Having a pool of trained contact tracers who are part of a strengthened Integrated Disease Surveillance System team supported by good quality accessible testing will play a critical role for the medium to long term, to prevent sporadic outbreaks or a potential second Covid-19 wave. The current policy does not seem to put in place a long-term strategy that can withstand any eventuality post lockdown.
Large-scale contact tracing may appear daunting and impractical to a diverse country like India. How can India replicate Singapore or South Korea which are smaller and homogenous countries, especially given asymptomatic transmitters?
The foremost requirement is political will.
In Wuhan, at the peak of local spread, China had 1,800 teams of five people each to trace 6,85,000 contacts. We need to recruit a sufficient pool of people, train them, and deploy them. This resource will be useful for us in future routine health activities such as communicable and non-communicable disease surveillance, as well as to help us be better prepared for other infectious epidemic onslaughts in the coming years.
A much simpler task
Training contact tracers is much simpler, quicker and practical compared to training healthcare professionals on intensive care.
For surveillance, technology can be incorporated with appropriate ethical safeguards.

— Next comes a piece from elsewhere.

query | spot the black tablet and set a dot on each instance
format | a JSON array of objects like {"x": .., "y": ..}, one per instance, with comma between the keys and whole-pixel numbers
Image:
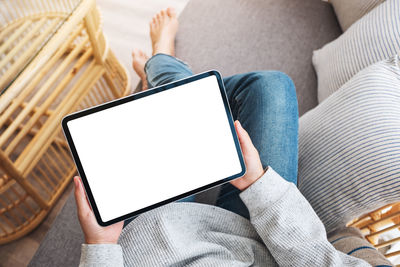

This can include smartphone apps to track nearby contacts in public spaces or to observe contacts’ adherence to quarantine. CCTV camera footage can aid police and transport departments for comprehensiveness.
We may not be able to detect all asymptomatics but they can only spread infection for 14 days and we can break that transmission chain at the next stage — through contacts that develop symptoms from such cases.
A Covid-19 case on an average infects 2.79 persons, a number called basic reproduction rate, R0. But this isn’t set in stone, our actions like hygienic measures and correct use of homemade masks will reduce this.
A study showed that for controlling outbreaks with an R0 of 2.5, more than 70 per cent of contacts had to be traced. But for a 1.5 R0, a majority of outbreaks were controllable with less than 50 per cent of contacts successfully traced.
There is a scientific surgical approach to breaking the transmission chains. The government’s containment plan and micro plan documents currently paint a sledgehammer approach to containment. Cluster containment is simply a miniature lockdown of a “hot zone of 3 to 5 km radius” from cases’ with a buffer zone, regardless of the cases’ travel pattern or social networks.
Using existing front-line health workers, the government imposes travel restrictions and other curtailments that may not only endanger community participation but also stigmatise the involved communities if not implemented with care. Managing a district or a large city with three to six discrete hot zones can lead to confusion and uncertainty and is untenable as a strategy in the long term.
Ventilators dominate the public discourse, perhaps driven by what Atul Gawande calls the heroic expectation of how medicine works — the image of doctors saving a person from the clutches of certain death is fascinating.
A contact tracer with a clipboard requesting a list of people with whom the patient spent more than 30 mins within two metres proximity in the last seven days appears mundane by contrast. But in discounting the lucid and effective strategy of contact tracing, we forget that in responding to extraordinary pandemic situations, simplicity might be the ultimate sophistication.
Dr Manjunath Shankar is a public health specialist. He participated in the US CDC Emergency Response (Modelling Task Force) to the West African Ebola outbreak in 2014-15.
Dr Anant Bhan is a researcher in global health, bioethics and health policy.